No i co najciekawsze (dla mnie!), pierwsza podróż (tak daleka!) moim dyliżansem, zwanym Fordem. :) Przeżycie ekstremalne dla poczatkującego kierowcy, ale jednocześnie bardzo przyjemne. Dziękuję Aga za miły dzień. :)
Celem naszej podróży było Lövhagen położone na obrzeżach Nynäshamn, czyli hostel i kafeteria, gdzie można napić się smacznej kawy i zjeść domowej roboty ciasta i naleśniki. Ponieważ niechcący zabłądziłyśmy na początku naszej podróży, to na kawę i ciasto nie dotarłyśmy. Było już zamknięte. Jednak wypad warty świeczki, bo słońce, widoki, świeże powietrze i cisza są niezbędne do życia. Szczególnie po długiej i ciemnej zimie.

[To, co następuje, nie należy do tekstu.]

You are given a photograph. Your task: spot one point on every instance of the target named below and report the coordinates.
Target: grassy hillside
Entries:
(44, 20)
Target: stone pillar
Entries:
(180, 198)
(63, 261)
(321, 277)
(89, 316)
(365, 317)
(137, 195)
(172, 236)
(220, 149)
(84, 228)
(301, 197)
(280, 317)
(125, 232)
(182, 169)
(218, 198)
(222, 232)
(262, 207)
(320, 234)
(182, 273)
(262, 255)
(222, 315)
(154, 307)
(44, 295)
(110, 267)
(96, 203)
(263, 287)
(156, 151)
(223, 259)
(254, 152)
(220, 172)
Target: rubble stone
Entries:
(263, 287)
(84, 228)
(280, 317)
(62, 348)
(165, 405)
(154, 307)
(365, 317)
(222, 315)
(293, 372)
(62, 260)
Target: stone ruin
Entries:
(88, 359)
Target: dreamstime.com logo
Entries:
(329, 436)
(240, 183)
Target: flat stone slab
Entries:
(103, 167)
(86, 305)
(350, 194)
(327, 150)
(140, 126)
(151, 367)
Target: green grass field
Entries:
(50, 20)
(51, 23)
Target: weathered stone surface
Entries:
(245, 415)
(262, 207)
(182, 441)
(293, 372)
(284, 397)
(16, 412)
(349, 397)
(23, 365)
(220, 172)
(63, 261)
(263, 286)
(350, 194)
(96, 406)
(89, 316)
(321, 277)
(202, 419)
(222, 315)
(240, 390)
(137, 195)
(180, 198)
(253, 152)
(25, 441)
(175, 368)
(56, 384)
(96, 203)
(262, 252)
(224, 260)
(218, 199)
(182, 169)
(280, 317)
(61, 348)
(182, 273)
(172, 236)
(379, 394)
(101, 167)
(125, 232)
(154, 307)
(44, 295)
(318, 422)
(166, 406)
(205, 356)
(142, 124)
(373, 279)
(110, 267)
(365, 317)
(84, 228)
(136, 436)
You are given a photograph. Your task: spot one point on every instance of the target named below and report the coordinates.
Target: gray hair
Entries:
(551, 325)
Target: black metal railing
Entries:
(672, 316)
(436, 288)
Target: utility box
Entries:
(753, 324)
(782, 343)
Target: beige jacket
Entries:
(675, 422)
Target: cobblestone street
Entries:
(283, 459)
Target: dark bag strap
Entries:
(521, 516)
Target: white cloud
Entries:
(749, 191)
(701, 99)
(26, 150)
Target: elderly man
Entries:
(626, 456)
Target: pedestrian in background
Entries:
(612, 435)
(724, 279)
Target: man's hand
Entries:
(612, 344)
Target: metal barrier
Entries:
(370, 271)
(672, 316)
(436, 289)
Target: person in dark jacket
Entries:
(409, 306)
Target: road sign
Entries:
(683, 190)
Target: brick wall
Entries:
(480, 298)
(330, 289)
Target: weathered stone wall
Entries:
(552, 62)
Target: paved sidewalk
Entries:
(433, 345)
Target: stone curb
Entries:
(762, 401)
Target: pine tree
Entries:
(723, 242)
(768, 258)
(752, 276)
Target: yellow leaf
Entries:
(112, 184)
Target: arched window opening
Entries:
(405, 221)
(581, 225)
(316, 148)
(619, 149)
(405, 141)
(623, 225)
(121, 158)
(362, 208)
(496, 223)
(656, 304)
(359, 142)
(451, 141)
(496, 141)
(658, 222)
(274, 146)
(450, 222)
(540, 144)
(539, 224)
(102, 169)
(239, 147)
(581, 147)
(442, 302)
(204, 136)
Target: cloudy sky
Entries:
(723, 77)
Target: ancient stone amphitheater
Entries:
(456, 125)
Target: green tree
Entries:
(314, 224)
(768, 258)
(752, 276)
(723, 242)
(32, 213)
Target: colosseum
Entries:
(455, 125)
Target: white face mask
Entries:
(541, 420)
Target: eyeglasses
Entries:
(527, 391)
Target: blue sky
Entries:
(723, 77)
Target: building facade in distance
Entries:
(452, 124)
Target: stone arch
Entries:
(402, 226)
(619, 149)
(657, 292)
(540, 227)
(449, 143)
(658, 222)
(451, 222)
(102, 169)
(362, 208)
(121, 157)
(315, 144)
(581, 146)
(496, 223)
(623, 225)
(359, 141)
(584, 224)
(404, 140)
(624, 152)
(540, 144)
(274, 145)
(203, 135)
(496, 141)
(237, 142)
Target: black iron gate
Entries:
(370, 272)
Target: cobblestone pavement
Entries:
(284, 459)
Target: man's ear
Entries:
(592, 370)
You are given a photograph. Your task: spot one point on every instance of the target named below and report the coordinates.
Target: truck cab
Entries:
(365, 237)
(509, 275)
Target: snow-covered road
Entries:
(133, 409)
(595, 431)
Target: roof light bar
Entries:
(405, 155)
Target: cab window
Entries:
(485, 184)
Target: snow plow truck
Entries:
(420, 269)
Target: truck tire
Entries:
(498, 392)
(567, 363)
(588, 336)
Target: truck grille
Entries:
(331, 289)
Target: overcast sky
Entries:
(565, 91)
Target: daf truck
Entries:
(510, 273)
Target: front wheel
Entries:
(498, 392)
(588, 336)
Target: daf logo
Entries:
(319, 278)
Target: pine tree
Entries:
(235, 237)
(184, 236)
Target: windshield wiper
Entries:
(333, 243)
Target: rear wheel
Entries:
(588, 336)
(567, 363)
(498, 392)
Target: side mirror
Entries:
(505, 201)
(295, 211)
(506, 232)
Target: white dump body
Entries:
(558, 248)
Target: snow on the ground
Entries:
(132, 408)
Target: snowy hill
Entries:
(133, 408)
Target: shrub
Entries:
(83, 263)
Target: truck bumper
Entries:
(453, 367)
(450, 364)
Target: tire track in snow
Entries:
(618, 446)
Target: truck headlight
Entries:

Poniżej kilka zdjęć z dzisiejszego dotleniania w Nynäshamn. :) A w sumie to wczorajszego dotleniania się, bo już zaczęła się niedziela.
2 komentarze:
Pierwsze koty za płoty, teraz już będziesz miała odwagę na dalsze wypady, a ja się na to cieszę, bo ciekawa jestem Szwecji.
Bliskości morza od miejsca zamieszkania bardzo zazdroszczę;)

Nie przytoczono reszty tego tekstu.